Wojnarowski also mentions Walton, Van Gundy and Ollie as possibilities, as well as Spurs assistant Ettore Messina. He adds that the Lakers don’t have a definite replacement in mind, and Kupchak will conduct a search in conjunction with team owners.
Earlier this month, Kupchak refused to commit to another year for Scott and said he planned an informal meeting with the coach to discuss his job status. “It does take time to develop young players,” Kupchak said. “We’ll know in two or three years how effective Byron was as a parent to the young guys on this team.” Scott was initially believed to have one more season of guaranteed money on his contract, with a team option for 2017/18, but Ramona Shelburne explains on ESPN Now that the deal became only partially guaranteed for next season because Scott failed to meet performance incentives.
There is a god!
Yes! Thank you! Bye bye Scott.
Now what about kupchek , what did Byron have to work with, and who’s job is that to assemble a competitive team
i think Jim Buss is more to blame than kupcheck
Every move now must be about securing Durant, salary dump, draft Simmons or Ingraham, and reset the bench.
other than getting Durant which is IMPOSSIBLE(whiteside is a more realistic target), doing the rest definitely will help.
I don’t think he was necessarily a bad coach I just think given a young bad roster, and he’s just better with more developed teams, not at developing a team.
I’m kind of afraid they’ll hire another bad coach. They haven’t done good with that lately. Only way I’m
happy is if they hire Karl, Mark Jackson or if they somehow convince Phil Jackson to come back lol. But seriously those first two are my only options. If they bring in Gundy I’ll be heated and I don’t like Walton at all. Not sure why Mark Jacksons hasn’t had teams knocking his door down cause he is a great coach.

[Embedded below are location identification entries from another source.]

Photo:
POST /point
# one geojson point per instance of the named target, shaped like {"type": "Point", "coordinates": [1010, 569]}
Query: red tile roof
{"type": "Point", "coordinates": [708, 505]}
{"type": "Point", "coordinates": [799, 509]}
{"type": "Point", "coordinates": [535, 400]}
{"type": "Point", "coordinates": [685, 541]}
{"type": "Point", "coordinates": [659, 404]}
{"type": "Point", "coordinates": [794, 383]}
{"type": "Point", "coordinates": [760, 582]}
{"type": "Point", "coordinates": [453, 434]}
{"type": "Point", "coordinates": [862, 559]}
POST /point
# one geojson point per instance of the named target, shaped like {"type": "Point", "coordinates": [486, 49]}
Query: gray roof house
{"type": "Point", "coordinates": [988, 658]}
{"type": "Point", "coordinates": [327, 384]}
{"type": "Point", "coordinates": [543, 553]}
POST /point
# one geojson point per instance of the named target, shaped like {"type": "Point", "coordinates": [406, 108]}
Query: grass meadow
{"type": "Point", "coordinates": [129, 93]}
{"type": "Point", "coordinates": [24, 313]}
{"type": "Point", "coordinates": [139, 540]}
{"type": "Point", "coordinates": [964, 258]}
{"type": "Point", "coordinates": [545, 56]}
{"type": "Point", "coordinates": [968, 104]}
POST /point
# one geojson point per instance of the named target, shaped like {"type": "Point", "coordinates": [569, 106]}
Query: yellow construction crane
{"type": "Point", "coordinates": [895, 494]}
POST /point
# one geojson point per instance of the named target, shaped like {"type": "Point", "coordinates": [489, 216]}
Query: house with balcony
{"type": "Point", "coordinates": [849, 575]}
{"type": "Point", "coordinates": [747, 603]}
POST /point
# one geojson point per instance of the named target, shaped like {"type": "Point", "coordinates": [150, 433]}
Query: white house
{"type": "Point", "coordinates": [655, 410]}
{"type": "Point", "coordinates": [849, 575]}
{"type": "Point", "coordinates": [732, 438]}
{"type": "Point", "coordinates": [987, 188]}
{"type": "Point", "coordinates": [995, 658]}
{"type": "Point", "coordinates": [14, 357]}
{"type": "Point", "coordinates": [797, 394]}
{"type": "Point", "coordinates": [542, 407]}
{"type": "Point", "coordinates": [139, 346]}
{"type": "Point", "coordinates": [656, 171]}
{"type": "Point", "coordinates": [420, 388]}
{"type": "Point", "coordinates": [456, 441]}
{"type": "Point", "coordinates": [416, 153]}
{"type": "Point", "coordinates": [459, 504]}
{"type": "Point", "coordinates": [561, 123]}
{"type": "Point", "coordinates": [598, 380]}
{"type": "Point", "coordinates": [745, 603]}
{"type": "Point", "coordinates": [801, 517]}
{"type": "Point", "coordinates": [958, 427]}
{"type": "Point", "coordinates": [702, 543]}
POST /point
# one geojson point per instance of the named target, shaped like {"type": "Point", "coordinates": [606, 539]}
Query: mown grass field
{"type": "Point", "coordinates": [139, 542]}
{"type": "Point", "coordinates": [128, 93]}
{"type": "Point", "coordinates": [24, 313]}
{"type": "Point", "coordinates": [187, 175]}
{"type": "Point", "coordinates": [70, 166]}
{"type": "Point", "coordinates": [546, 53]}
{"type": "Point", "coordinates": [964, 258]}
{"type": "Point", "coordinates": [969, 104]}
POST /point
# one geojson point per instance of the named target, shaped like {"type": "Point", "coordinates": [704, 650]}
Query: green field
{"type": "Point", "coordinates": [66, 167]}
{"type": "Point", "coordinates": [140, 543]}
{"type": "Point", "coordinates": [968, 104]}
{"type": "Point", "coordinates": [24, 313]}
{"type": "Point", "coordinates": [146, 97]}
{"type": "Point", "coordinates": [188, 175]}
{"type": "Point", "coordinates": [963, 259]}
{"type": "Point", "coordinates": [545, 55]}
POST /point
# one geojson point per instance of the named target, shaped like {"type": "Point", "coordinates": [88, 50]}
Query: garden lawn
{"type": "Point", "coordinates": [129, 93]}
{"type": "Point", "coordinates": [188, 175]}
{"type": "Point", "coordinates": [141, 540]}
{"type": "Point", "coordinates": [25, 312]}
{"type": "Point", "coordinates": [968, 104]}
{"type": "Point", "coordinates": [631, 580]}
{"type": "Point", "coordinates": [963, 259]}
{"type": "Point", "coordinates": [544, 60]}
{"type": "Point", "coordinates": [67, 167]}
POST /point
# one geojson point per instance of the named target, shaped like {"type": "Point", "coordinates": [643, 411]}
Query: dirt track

I’m thinking the Lakers may have had positive discussions with Luke Walton if they waited until now to fire Byron Scott. They could have made a run at Thibs or Scott Brooks if they’d wanted to, but instead they pulled the trigger on Scott just before Golden State is about to advance between playoff series. Did they make a phone call to Walton, or is the timing a coincidence?